Ha ha ha, laughed the grass, rustling with amusement. Mother is much too clever, much more clever, she seesandseesandsees ha haaaaa—
“Just try,” Reina repeated.
She felt Nico’s shoulder stiffen beneath her touch, bracing for an argument, but then it settled gradually into place as he must have conceded, either willingly giving in or responding against his own volition to something she was offering him. Reina wondered, not for the first time, if he could now hear what she could hear, or if that was still reserved for her personal annoyance. At least when Nico was using it she was permitted moments of reprieve, the rush of channeling it into something. It was indistinct from the sensation of allowing nature itself to take from her, as she had when Atlas had first entered her cafe.
Grow, Reina had told the seed then, and it had grown.

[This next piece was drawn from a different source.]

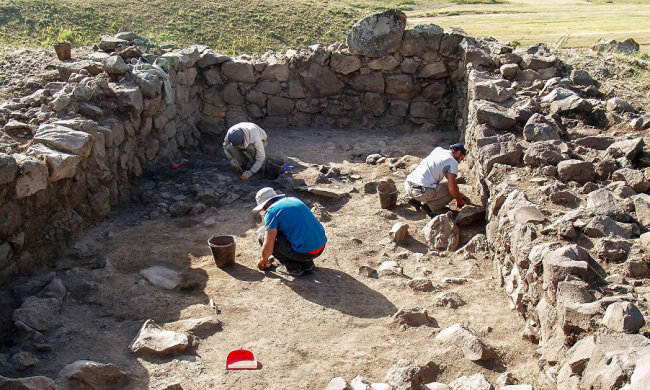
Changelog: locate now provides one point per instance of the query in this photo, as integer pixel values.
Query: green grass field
(255, 26)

Now she told Nico try, and she could feel the way his power had accepted hers gratefully, willingly, hungrily. There was a sense of both relief and release, and when he lifted his palm, the response was a staggered lurch, like a full-bodied gasp.
There was no other way to describe it outside of a spark. Whether they saw it or felt it or merely intuited its presence was grossly indeterminable. Reina knew only that something which had not existed previously had existed briefly for a time, and she knew that Nico knew it too, his dark eyes widening with astonishment and the aftershocks of belated apprehension.
He had expected nothing; if she had expected anything more, it was only for having been the one to own the theory, to make use of the thought.
It really was a simple idea, almost laughable in its lack of complexity. If life could come from nothing—if it could be born at all, created like the universe itself—then why should it not come from her?
Mother, sighed the sweep of a nearby branch.
She and Nico both seemed to know what they’d done without consulting the other for evidence.
“What does it mean?” asked Nico.
“I don’t know.” She didn’t. Not yet.
“What could you do with it?”
“Me?” Reina turned to him with surprise. “Nothing.”
He frowned back at her, not understanding. “What?”
“I can’t do anything with it.”
“But—”
“You used it,” she said.
“But you gave it to me!”
“So? What’s electricity without a lightbulb? Useless.”
“That’s—”
But then he shook his head, seeming to see no point in furthering the argument.